Fue
en época de posadas. El joven universitario se preparaba para asistir a una
fiesta con sus compañeros de escuela. Había que llevar regalos para sortear,
uno bueno y uno malo; la tradición de la fiesta dictaba una especie de
intercambio al azar. Un joven sensible, enamorado y pobre, necesariamente. Esta
última condición lo impedía de llevar el regalo bueno, pero para no quedar al
margen del ritual, decidió llevar un pequeño espejo envuelto un poema escrito
por él, que versaba sobre las cualidades del espejo.
La casa de la anfitriona era confortable, con su
propia capilla y un gran jardín, una gran variedad de botanas y bebidas
agasajaban a los invitados, producto del esfuerzo común de los compañeros,
muestra generosa de su solidaridad.

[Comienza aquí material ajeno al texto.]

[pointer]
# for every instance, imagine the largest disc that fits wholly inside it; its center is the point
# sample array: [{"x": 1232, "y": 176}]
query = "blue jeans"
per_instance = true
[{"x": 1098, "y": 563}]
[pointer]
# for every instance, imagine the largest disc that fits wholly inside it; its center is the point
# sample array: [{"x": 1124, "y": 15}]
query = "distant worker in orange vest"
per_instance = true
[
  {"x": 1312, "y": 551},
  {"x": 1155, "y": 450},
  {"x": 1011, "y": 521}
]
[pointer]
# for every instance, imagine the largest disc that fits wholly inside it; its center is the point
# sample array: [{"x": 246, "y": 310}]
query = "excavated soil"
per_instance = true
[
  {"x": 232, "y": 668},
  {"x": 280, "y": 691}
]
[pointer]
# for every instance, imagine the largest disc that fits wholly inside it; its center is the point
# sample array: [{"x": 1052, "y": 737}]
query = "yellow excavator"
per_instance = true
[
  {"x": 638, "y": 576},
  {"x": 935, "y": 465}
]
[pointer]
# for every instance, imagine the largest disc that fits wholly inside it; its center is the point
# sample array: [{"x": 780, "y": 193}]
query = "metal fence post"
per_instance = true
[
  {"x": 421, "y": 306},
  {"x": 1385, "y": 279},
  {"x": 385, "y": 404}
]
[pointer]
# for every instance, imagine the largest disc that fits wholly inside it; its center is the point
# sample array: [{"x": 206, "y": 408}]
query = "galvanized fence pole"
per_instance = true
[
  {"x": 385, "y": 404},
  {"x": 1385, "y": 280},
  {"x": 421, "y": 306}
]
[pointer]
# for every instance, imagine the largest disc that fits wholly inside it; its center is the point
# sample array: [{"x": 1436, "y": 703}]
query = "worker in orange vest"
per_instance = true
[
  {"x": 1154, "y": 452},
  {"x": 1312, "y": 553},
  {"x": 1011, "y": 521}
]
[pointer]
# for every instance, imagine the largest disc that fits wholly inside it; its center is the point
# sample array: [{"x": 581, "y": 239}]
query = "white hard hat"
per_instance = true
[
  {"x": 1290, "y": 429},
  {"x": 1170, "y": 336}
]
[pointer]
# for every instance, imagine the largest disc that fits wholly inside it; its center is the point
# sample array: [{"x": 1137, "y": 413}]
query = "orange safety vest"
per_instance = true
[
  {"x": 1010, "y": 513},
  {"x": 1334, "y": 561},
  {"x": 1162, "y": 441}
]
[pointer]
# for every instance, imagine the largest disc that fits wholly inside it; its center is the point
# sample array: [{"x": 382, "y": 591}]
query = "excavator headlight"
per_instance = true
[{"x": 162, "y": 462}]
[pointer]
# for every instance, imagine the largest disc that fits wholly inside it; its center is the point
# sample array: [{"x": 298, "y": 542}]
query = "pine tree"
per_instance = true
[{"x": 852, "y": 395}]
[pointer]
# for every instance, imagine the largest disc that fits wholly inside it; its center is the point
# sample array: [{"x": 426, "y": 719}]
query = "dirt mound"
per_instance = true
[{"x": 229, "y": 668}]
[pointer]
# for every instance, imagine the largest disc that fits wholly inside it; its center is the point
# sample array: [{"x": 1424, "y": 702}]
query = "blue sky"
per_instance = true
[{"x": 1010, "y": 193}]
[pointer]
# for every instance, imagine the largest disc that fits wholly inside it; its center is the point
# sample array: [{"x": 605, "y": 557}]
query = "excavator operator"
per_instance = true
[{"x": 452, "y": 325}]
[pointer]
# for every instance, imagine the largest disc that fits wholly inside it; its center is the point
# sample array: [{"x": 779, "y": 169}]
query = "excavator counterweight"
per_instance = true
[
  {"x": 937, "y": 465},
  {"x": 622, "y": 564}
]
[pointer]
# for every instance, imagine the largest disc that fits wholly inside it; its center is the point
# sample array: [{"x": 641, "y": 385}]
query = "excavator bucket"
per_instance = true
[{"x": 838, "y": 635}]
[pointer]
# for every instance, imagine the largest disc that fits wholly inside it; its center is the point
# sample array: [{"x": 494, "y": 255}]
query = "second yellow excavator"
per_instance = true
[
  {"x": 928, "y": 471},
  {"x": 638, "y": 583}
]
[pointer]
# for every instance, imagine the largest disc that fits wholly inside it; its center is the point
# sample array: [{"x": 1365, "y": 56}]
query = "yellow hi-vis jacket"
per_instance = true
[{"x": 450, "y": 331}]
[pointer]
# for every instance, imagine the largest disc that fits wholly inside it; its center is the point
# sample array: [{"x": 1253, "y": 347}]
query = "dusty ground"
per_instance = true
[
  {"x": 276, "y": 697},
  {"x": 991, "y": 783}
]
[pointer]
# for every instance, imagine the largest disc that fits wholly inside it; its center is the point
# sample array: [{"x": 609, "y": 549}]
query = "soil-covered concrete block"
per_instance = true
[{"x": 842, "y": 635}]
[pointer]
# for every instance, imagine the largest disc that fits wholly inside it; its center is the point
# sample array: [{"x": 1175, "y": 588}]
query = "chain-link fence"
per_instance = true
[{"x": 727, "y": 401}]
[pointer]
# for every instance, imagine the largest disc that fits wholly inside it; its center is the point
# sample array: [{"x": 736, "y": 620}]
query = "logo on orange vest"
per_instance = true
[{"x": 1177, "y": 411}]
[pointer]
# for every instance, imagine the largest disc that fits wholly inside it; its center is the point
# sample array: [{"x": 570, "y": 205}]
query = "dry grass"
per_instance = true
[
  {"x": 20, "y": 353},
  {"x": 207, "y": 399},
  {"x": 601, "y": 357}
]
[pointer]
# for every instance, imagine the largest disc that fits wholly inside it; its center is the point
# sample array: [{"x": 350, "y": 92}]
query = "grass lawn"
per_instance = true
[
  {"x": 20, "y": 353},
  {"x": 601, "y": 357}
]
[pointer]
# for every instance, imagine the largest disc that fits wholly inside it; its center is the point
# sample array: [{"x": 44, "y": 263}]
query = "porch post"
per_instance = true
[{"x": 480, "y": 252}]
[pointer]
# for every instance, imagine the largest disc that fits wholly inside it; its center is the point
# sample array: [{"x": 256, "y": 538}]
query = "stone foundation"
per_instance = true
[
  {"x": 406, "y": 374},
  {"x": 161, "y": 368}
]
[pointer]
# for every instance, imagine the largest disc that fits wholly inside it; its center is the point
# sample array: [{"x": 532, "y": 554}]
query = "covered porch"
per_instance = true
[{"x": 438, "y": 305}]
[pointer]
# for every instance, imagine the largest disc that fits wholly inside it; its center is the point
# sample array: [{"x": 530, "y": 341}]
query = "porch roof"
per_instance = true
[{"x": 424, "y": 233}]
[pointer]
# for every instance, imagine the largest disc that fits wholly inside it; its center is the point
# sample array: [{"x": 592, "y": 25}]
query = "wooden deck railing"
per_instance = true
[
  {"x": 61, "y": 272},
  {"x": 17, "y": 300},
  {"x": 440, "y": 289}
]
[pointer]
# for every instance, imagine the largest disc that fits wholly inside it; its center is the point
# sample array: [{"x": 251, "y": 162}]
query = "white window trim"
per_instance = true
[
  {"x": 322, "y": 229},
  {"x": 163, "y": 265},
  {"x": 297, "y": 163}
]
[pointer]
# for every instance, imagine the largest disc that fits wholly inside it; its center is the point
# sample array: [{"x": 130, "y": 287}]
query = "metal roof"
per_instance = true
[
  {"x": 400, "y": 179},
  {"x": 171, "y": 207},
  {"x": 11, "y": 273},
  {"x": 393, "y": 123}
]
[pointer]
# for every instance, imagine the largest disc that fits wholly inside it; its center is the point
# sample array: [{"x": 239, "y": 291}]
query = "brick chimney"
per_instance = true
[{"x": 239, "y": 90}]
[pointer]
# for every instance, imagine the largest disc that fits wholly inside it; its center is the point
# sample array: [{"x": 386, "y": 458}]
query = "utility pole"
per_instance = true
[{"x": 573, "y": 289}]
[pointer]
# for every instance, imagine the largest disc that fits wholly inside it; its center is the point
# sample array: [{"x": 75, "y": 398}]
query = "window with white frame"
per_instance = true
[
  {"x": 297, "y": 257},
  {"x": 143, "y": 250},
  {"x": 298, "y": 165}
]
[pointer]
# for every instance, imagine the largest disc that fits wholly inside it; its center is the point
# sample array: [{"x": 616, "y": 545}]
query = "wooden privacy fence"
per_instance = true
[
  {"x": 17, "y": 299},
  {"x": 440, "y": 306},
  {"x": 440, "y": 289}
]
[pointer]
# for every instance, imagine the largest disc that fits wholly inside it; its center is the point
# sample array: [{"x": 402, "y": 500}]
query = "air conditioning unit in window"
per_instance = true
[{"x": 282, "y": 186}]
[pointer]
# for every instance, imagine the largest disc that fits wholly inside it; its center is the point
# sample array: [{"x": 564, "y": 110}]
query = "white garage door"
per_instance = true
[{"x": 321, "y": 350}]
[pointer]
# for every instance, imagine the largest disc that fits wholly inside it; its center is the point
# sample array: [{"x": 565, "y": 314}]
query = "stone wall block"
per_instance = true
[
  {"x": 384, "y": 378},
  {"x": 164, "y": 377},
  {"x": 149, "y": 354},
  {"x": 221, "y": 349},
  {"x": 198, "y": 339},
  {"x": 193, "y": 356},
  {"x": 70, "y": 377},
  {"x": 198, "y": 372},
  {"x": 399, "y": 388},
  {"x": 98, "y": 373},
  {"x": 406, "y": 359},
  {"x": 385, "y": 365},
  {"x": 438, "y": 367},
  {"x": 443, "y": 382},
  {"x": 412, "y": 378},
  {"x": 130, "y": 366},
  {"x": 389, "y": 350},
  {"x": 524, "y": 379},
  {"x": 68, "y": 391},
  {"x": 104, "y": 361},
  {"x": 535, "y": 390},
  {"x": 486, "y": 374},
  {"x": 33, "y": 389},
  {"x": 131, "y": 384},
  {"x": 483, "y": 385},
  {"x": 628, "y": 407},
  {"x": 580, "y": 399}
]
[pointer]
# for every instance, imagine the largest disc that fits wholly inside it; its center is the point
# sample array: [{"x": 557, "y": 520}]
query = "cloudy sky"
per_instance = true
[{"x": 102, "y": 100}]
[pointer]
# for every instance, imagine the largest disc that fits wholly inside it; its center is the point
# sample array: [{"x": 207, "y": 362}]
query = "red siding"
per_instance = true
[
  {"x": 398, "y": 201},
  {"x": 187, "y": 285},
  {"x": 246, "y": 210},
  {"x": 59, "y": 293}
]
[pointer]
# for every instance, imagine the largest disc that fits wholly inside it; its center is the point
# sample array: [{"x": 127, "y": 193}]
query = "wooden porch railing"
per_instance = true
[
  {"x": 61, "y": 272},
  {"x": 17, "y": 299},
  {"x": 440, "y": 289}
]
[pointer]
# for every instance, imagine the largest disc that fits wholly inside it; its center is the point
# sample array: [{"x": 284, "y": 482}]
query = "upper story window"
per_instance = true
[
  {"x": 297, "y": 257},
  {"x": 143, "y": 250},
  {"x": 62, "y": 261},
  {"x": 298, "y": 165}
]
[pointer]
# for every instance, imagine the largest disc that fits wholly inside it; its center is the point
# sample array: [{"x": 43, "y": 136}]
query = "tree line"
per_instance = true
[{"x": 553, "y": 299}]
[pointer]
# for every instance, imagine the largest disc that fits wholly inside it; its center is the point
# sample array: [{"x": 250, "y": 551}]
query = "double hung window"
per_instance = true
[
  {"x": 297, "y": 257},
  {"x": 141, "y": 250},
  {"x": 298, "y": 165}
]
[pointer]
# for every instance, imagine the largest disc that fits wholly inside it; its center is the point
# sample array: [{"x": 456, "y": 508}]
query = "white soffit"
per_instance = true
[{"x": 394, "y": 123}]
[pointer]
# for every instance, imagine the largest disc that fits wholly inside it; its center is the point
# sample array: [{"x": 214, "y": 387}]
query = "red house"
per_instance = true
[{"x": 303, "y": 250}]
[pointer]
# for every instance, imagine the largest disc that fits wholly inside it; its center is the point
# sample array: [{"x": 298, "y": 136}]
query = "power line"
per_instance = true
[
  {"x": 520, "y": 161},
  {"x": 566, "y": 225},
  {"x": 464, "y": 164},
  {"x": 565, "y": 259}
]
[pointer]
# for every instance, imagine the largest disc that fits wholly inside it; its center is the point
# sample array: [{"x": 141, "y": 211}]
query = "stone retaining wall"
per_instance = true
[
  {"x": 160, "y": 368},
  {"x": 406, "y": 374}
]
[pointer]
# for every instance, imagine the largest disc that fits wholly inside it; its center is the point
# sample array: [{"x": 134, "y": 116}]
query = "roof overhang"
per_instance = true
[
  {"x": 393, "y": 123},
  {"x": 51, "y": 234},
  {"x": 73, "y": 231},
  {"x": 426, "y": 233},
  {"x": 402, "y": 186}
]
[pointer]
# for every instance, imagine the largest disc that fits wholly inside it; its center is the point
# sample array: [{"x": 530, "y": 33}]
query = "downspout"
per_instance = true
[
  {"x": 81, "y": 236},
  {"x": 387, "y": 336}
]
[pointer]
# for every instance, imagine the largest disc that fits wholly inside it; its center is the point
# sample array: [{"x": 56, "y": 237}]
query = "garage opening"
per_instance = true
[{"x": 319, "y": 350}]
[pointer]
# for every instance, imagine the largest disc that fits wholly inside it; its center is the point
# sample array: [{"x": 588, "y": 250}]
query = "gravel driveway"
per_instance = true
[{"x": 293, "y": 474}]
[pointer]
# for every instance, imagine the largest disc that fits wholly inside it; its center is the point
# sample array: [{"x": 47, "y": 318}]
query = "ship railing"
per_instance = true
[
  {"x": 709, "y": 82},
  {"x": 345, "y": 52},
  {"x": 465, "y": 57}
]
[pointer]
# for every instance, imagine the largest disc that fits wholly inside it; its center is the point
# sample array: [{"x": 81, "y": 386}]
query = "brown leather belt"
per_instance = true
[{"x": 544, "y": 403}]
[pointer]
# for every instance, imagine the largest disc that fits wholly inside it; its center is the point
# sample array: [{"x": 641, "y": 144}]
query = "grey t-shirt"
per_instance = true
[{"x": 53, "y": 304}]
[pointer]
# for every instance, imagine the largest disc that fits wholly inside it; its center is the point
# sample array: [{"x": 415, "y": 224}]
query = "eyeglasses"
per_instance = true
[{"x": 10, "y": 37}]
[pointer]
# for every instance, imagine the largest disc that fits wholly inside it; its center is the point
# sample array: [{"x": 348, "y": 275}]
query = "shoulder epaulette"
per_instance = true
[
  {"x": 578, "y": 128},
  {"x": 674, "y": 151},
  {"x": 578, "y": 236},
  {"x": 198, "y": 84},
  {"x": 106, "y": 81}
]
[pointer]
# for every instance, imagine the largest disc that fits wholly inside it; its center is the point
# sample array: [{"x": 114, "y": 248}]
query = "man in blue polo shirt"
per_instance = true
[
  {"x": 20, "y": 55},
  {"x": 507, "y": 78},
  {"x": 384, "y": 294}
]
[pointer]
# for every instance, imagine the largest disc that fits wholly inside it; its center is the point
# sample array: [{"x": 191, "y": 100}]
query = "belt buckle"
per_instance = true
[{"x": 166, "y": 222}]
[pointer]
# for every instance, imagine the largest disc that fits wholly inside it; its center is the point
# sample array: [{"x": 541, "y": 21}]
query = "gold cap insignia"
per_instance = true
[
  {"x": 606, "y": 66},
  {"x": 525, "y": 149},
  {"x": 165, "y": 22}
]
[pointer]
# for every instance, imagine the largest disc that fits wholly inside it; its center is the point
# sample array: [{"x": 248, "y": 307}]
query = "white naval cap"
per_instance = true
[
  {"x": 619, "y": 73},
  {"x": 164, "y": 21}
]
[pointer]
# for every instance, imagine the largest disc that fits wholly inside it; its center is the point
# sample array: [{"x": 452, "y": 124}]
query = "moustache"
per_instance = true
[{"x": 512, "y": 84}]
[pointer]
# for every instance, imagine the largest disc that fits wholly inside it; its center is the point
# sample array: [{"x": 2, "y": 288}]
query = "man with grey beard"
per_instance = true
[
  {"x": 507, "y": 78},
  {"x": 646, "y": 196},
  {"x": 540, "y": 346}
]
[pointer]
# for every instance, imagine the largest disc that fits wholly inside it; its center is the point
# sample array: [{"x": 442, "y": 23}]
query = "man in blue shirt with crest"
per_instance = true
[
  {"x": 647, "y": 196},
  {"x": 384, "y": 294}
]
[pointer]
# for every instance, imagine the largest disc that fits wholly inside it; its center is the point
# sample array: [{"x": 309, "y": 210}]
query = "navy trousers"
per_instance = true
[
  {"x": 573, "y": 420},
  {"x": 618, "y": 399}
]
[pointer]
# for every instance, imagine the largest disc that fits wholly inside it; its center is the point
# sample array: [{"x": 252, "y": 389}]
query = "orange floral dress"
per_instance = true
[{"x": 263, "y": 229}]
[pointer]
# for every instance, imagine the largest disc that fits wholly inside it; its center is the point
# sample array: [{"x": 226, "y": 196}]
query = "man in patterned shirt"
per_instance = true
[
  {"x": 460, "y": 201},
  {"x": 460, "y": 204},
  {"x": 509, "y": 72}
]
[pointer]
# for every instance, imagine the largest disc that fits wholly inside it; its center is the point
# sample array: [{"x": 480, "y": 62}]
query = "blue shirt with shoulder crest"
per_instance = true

Ella, su novia, había llegado; era su
cómplice, entendedora de los secretos que él albergaba en el fondo de sus
pensamientos: bella, inteligente, sensible y, sobre todo, suya. Al acercarse a
la mesa de los regalos se encontró con un dilema: no sabía si colocarlo encima,
con los obsequios buenos o en el suelo, junto a los malos. La delicadeza del
objeto hizo que lo pusiera sobre la mesa. Empezó el reparto.
Por turnos cada quien elegía un regalo bueno y uno
malo. Todos apreciaban las cualidades del regalo bueno y reían las gracias del
malo, un juguete sexual casi siempre: tangas con trompa de elefante, condones,
paletas en forma de verga… una verdadera fiesta para una juventud ávida de
carcajadas.
El azar hizo que ella tomara el pequeño envoltorio
con el espejo. Lo abrió cuidadosamente, comenzó a leer el poema para todos: Tienes en tus manos el único ojo que mira
hacia adentro / mira dentro de él y mirarás dentro de ti / el mundo que eres y
el que te rodea…
-Ese
wey es codo -interrumpió
una voz masculina, un tanto ebria a medio reír. Se desató el alborozo. El texto
quedó sin concluir. Ella, que tuvo la mala suerte de elegir ese regalo volvió a
su lugar, mirando a veces hacia los grandes envoltorios que aún quedaban sobre
la mesa. El reparto continuó y, después, la fiesta. No se volvió a decir nada
sobre el espejo, el incidente fue minimizado en pro de la diversión que debía
continuar antes de que todos se dispersaran para las vacaciones invernales. No
importaba en realidad que alguien hubiera tenido el mal gusto de poner un
regalo de broma en la mesa de los auténticos. Se bebió, se partieron piñatas,
se bailó. Él observaba las acciones y cuando era requerido participaba de
ellas, tenía verdadero afecto por sus amigos, que benévolamente lo arropaban en
su círculo, como a uno más.
Le habían concedido la beca completa. Así que podría
graduarse en esa prestigiada universidad, relacionarse, y obtener un buen
empleo, ser alguien en la vida para beneplácito de sus sacrificados padres. Los
compañeros se hacían bromas fraternalmente, aplaudían la idea de haber llevado
regalos malos. Veinte pesos de más o de menos no impedirían la diversión. Sin
duda era la mejor posada de todos los años.
Pocos minutos después comenzó a despedirse. Las fálicas
paletas entraban y salían de las bocas, dejando ver las sonrisas perfectamente
blancas de los futuros licenciados que lamentaban profundamente su partida. Al
caminar hacia el metro, pensó en su texto. Quizá no era lo suficientemente
bueno, quizá. Le hubiera gustado leerlo de nuevo, pero tendría que revolverse
en la basura, otra vez. Ya en el autobús, rumbo a la casa de sus padres en un
suburbio lejano, el repentino dolor de sus muelas cariadas no lo dejaría pensar
en cosas tan elevadas.
Rojo tenías que ser hasta las lágrimas. Y con rojo me refiero a jodido y humano. Qué horror. A quién se le ocurre, a quién.